Finanse

Jak Amariei zmienia oblicze startupów w Europie Środkowo-Wschodniej

2024-12-08

Autor: Katarzyna

Amariei, rozwijający się przedsiębiorca, chciałby poprawić codzienność osób z niepełnosprawnościami, z którymi miał do czynienia w dzieciństwie. Jego droga do sukcesu prowadziła jednak poza granice Rumunii, co postrzega jako kluczowy element w rozwoju technologii w Europie Środkowo-Wschodniej.

Jako szef innowacyjnego startupu .lumen, Amariei zauważył, że lokalne doświadczenie nie wystarcza, aby odnieść sukces na międzynarodowej arenie. - "Jesteśmy bardzo dobrymi krajami, ale do outsourcingu.
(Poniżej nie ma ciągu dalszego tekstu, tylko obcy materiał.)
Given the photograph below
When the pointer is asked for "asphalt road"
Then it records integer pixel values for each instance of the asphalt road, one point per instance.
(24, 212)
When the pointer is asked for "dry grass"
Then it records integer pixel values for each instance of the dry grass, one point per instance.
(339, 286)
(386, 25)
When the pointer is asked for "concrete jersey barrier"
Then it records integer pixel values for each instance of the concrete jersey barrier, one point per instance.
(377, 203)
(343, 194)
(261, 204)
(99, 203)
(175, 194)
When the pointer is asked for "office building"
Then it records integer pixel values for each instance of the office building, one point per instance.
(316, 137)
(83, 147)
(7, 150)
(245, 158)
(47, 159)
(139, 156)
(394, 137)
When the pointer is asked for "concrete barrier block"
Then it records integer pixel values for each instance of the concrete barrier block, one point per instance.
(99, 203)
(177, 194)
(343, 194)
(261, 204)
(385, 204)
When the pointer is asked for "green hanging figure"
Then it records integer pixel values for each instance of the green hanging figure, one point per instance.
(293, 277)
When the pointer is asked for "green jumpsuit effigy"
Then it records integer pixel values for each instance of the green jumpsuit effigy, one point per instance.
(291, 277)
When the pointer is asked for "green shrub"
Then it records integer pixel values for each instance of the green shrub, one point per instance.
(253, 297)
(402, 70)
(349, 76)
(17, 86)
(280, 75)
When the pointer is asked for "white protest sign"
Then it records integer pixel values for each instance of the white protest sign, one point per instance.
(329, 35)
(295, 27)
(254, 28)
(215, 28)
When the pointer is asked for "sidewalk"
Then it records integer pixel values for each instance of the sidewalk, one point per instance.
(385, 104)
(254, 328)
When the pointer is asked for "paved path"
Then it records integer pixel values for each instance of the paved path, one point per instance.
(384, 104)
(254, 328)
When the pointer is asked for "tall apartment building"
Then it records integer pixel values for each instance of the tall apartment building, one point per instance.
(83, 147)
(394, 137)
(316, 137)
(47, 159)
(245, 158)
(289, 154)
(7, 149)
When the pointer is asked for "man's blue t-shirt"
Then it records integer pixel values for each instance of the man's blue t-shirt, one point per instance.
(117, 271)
Mamy utalentowanych ludzi, ale nie potrafimy tworzyć firm oraz produktów. To smutne, że brak nam zaufania do własnych możliwości." - mówi Amariei, wskazując na jeden z głównych problemów mentalności w regionie.

Opuszczając Rumunię w wieku 18 lat, Amariei spędził większość dorosłego życia w Niemczech, gdzie zdobył cenne doświadczenie. Dzięki pracy w różnorodnych międzynarodowych korporacjach wrócił do Rumunii z przekonaniem, że najlepsi mogą tworzyć innowacje także w swoim kraju. Jego licealny klub robotyki zdobył 150 międzynarodowych nagród, a jako student w Niemczech założył firmę, która szybko zyskała uznanie.

Mimo jego sukcesów, lawinowe zbieranie funduszy na nowe idee w Rumunii i Polsce jest nadal wyzwaniem. - "Fundraising w naszym regionie jest niezwykle trudny. W Europie to znacznie trudniejsze niż w USA. Każda próba przedstawienia nowego projektu spotyka się z sceptycyzmem." - dodaje Amariei.

Jednak w jego przypadku przełomem okazało się uzyskanie 9,3 mln euro na innowacyjny projekt, co uczyniło z .lumen pierwszą rumuńską firmę beneficjentką funduszy unijnych, co umożliwiło dalszy rozwój i międzynarodową ekspansję. - "Mieliśmy świetny występ na europejskim etapie, co pozwoliło nam zyskać globalne uznanie." - dzieli się swoimi doświadczeniami Amariei.

Dzięki współpracy z takimi gigantami jak Nvidia i Amazon Web Services, Amariei ma ambicję zaprezentować światu rewolucyjne rozwiązania takie jak autonomiczne okulary wzbogacone o sztuczną inteligencję. - "To urządzenie generuje 10 GB danych na minutę, a naszym celem jest jego międzynarodowe wprowadzenie w pierwszym kwartale 2025 roku." - kończy Amariei, nie tracąc optymizmu w obliczu wyzwań, jakie niesie ze sobą rozwój nowych technologii. Jego historia pokazuje, że prawdziwa innowacja może wyjść z serca Europy Środkowo-Wschodniej, łącząc lokalne talenty z globalnym rynkiem.